Finalmente alcançou o xerife, e levantou a blusa dele devagar. Em frases tão baixas que pareciam resmungos ─ e provavelmente eram, porque Jodi estava puta com o xerife por ter mentido dizendo que estava bem, e com o maldito que estava apontando uma arma para a cabeça dela ─, Jodi narrou tudo que estava fazendo. Por precaução. Quando levantou o curativo, xingou mais uma vez, pouco se importando se tinha uma criança ali.

Já não estava ligando mais para a arma, e jogou sua mochila rapidamente no chão da rua ao seu lado. ─── O que v- ─── O homem começou a falar, o tom mais alto como um aviso, mas a criança interrompeu.

─── Deixa ela, pai. ─── Saiu baixo, mas os dois ouviram. Jodi não se preocupou em olhar para cima, abrindo sua mochila para pegar gazes e álcool para limpar o sangue. Começou a limpar a ferida, tomando cuidado para não pressionar muito, e suspirou de alívio ao ver que não saía mais sangue. Provavelmente foi culpa do esforço desnecessário que Jodi avisou que ele não deveria fazer. Deveriam ter esperado mais um dia ou dois, antes dele sair todo-todo do hospital.

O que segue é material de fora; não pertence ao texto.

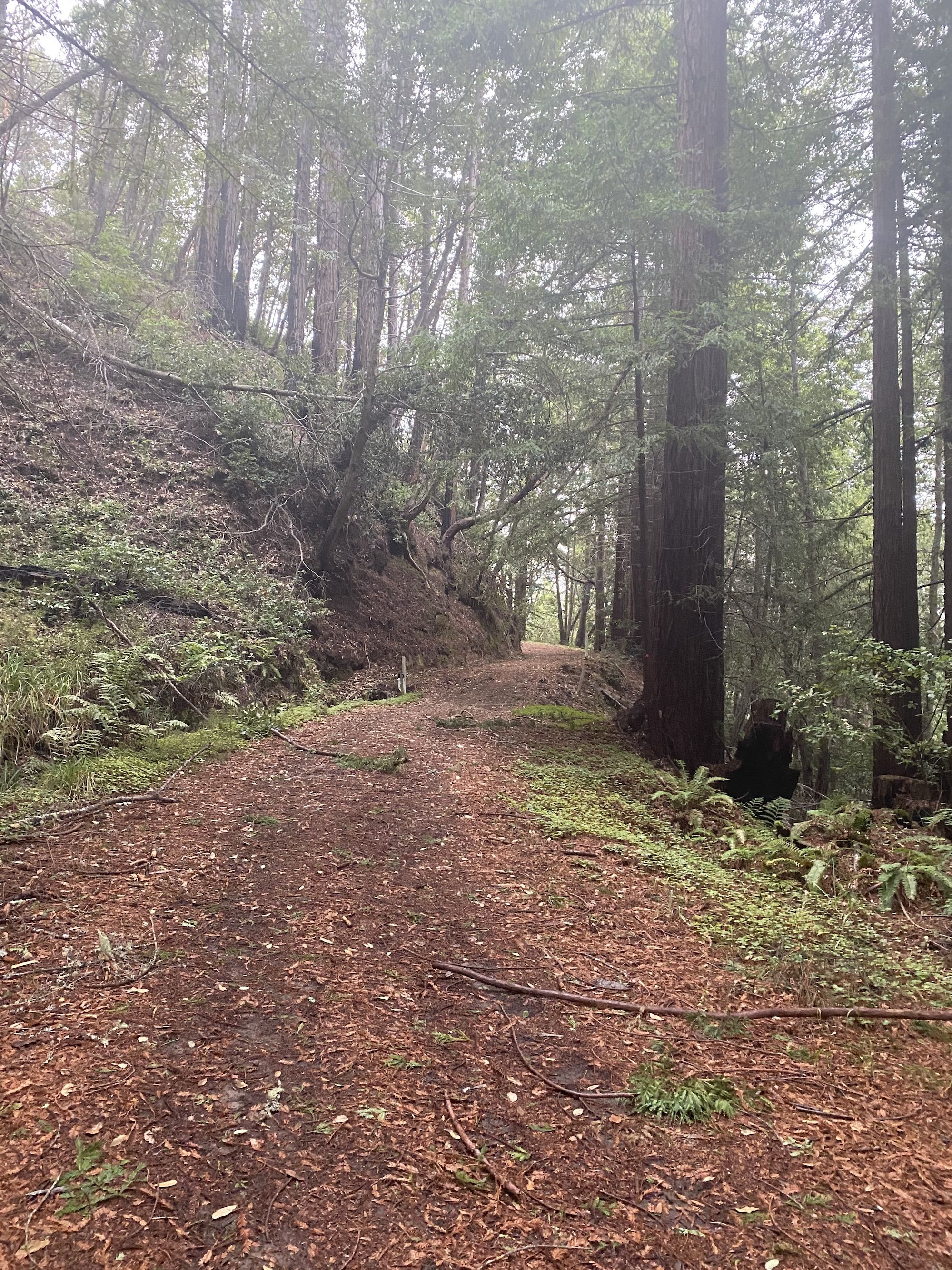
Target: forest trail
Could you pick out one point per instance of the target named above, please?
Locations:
(281, 1076)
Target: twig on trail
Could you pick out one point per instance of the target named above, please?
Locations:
(347, 1261)
(309, 750)
(480, 1156)
(633, 1008)
(44, 1198)
(554, 1085)
(135, 978)
(182, 768)
(532, 1248)
(831, 1115)
(90, 810)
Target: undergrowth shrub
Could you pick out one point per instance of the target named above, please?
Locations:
(655, 1090)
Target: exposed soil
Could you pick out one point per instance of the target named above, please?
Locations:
(286, 1058)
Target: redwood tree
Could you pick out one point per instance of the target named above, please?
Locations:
(684, 667)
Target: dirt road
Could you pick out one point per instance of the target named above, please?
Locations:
(272, 1091)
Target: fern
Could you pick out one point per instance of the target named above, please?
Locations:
(699, 1098)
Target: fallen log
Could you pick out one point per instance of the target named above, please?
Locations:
(633, 1008)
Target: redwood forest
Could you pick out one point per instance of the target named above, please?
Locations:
(475, 658)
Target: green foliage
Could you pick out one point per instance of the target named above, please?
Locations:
(391, 762)
(850, 701)
(560, 717)
(907, 877)
(692, 795)
(461, 720)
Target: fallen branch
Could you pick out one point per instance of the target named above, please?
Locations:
(633, 1008)
(831, 1115)
(182, 768)
(124, 639)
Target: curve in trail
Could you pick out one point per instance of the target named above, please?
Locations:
(281, 1080)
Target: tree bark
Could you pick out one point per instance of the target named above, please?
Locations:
(600, 633)
(684, 671)
(946, 389)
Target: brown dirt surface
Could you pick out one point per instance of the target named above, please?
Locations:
(263, 1052)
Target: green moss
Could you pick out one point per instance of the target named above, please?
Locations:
(122, 770)
(390, 762)
(776, 926)
(560, 717)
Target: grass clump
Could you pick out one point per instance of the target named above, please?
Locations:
(655, 1090)
(560, 717)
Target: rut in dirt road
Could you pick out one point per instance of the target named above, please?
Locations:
(275, 1090)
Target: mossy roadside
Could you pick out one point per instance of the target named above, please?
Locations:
(832, 949)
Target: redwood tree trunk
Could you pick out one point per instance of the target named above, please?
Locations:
(684, 670)
(894, 589)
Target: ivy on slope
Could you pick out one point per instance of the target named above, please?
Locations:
(842, 945)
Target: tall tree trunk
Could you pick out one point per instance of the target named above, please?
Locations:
(939, 490)
(946, 389)
(215, 115)
(911, 538)
(889, 624)
(470, 176)
(246, 262)
(368, 319)
(684, 671)
(266, 276)
(300, 237)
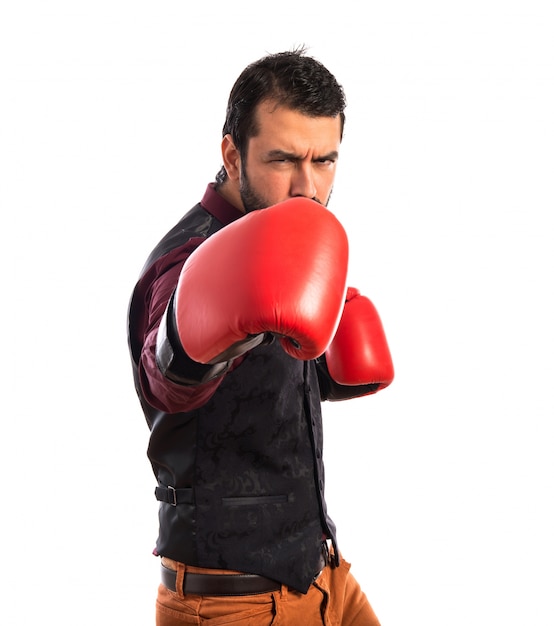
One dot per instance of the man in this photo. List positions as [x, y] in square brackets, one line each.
[239, 326]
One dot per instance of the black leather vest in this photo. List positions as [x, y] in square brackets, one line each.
[247, 465]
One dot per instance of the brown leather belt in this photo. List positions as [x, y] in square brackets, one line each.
[219, 584]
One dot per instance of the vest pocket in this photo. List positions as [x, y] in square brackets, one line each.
[254, 500]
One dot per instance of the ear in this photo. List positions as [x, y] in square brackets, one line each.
[231, 158]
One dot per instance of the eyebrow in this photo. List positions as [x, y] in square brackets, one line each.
[282, 154]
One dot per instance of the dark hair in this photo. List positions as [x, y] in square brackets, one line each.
[291, 79]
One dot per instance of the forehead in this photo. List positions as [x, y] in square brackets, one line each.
[279, 126]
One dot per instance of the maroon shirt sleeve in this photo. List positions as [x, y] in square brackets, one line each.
[160, 392]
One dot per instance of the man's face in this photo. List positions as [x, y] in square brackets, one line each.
[292, 155]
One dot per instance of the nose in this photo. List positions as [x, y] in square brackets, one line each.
[302, 183]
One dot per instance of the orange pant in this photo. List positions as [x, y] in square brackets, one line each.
[334, 599]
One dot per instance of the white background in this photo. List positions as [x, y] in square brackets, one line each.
[110, 119]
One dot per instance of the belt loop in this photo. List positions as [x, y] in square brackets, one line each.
[180, 580]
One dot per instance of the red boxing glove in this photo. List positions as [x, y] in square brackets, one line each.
[278, 270]
[359, 353]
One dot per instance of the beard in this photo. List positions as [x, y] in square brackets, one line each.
[253, 201]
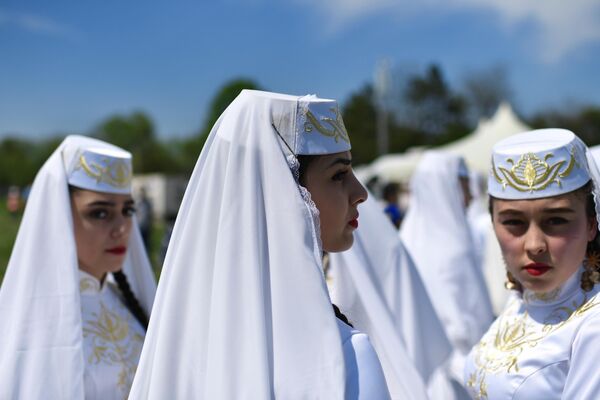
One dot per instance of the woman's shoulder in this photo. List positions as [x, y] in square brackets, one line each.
[364, 375]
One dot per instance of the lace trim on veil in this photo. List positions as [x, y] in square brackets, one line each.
[294, 166]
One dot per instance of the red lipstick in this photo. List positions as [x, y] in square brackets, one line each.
[536, 269]
[118, 250]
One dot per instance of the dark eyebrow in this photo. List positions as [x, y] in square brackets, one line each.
[509, 211]
[558, 210]
[343, 161]
[104, 203]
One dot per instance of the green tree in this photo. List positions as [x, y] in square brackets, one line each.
[429, 105]
[189, 149]
[136, 134]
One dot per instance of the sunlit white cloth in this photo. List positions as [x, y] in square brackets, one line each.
[541, 347]
[436, 233]
[41, 340]
[112, 340]
[378, 287]
[242, 309]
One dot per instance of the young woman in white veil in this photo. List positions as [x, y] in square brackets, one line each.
[377, 285]
[544, 201]
[78, 288]
[437, 235]
[242, 308]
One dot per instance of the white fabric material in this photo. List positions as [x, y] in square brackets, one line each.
[112, 340]
[544, 345]
[536, 164]
[540, 349]
[377, 286]
[41, 346]
[104, 168]
[242, 308]
[436, 233]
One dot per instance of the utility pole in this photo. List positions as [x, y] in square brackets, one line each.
[381, 94]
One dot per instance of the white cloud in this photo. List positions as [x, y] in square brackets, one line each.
[37, 24]
[561, 25]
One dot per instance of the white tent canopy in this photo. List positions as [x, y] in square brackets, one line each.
[476, 148]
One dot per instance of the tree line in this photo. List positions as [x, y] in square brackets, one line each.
[421, 109]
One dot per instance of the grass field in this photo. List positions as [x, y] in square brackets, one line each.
[9, 225]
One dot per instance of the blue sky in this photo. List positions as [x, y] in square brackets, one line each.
[66, 65]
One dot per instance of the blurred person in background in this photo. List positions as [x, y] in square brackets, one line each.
[13, 200]
[544, 193]
[378, 287]
[78, 288]
[391, 195]
[437, 235]
[144, 214]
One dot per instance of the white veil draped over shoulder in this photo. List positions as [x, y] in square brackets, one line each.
[242, 308]
[376, 284]
[41, 353]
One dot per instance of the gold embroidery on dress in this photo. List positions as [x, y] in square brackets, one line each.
[552, 295]
[116, 174]
[531, 173]
[499, 350]
[114, 343]
[337, 129]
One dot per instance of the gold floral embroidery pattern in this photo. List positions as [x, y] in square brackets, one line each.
[336, 129]
[116, 173]
[499, 350]
[87, 284]
[114, 343]
[531, 173]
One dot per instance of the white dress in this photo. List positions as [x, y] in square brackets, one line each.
[112, 340]
[540, 347]
[364, 376]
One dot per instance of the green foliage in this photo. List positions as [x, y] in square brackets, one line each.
[359, 116]
[136, 134]
[226, 94]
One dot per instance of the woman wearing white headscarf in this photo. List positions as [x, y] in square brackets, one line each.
[242, 309]
[436, 233]
[544, 193]
[78, 287]
[376, 284]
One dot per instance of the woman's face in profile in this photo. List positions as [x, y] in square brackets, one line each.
[543, 241]
[336, 193]
[102, 224]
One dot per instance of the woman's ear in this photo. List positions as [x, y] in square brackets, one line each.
[593, 228]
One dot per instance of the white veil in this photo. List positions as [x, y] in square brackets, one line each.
[436, 233]
[377, 285]
[242, 308]
[41, 354]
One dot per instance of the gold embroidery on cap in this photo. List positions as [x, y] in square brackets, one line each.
[117, 173]
[508, 338]
[337, 130]
[531, 173]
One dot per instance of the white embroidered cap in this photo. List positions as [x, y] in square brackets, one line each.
[103, 168]
[316, 128]
[537, 164]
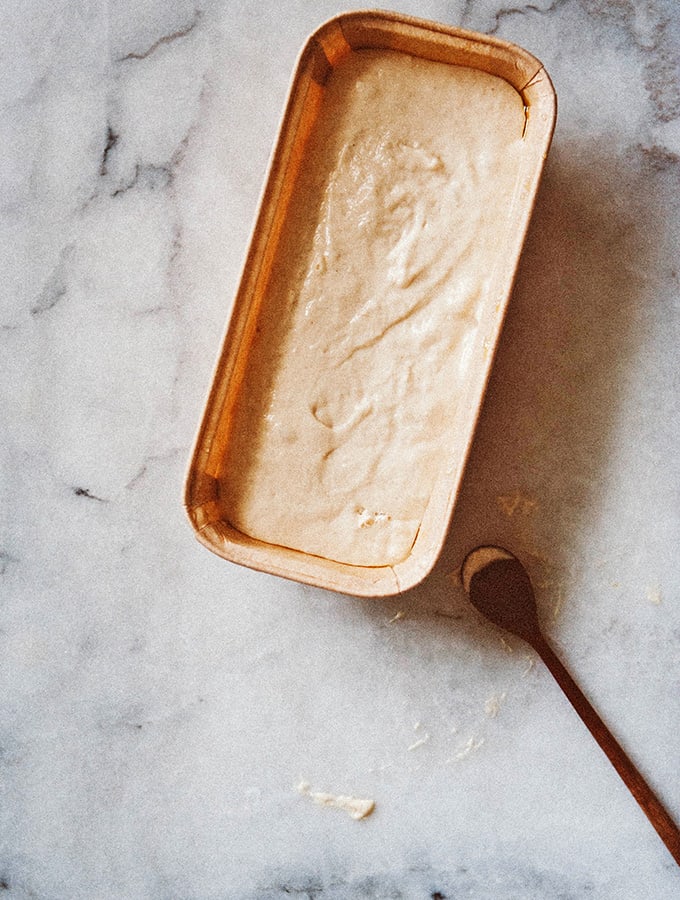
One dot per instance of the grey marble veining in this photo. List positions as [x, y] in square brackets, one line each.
[158, 706]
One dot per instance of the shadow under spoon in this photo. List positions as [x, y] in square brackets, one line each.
[499, 587]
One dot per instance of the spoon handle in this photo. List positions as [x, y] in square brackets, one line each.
[636, 784]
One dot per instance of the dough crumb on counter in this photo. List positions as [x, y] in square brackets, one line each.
[473, 744]
[493, 705]
[356, 807]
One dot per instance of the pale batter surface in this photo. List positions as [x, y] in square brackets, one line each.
[344, 419]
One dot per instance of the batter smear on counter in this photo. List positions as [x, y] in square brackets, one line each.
[345, 417]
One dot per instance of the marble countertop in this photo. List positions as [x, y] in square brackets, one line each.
[159, 706]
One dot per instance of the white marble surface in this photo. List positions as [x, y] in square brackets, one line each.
[158, 706]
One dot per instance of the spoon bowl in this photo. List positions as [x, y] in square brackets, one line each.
[499, 587]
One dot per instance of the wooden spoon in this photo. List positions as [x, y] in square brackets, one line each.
[499, 587]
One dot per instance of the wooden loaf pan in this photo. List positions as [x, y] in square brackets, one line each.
[362, 335]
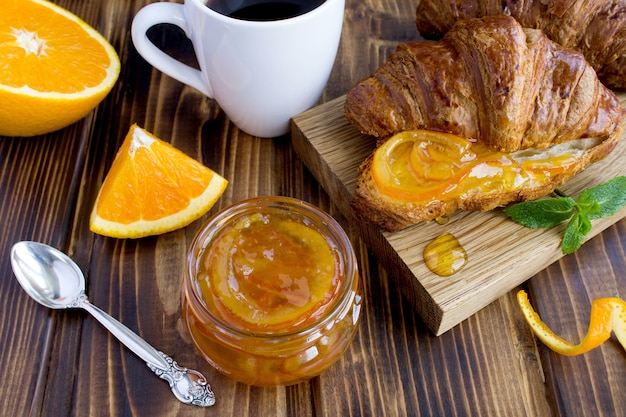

Trocou o curativo mais uma vez, e finalmente abaixou a blusa do xerife de novo. Deixou seu peso cair para trás, mantendo-se de joelhos e olhando o desconhecido. Em algum momento, ele havia se aproximado da criança. Enquanto o homem olhava Jodi com atenção, a criança olhava os arredores.

─── Então, tem uma blusa pra emprestar pra ele? ─── Jodi perguntou, sem qualquer cara de pau.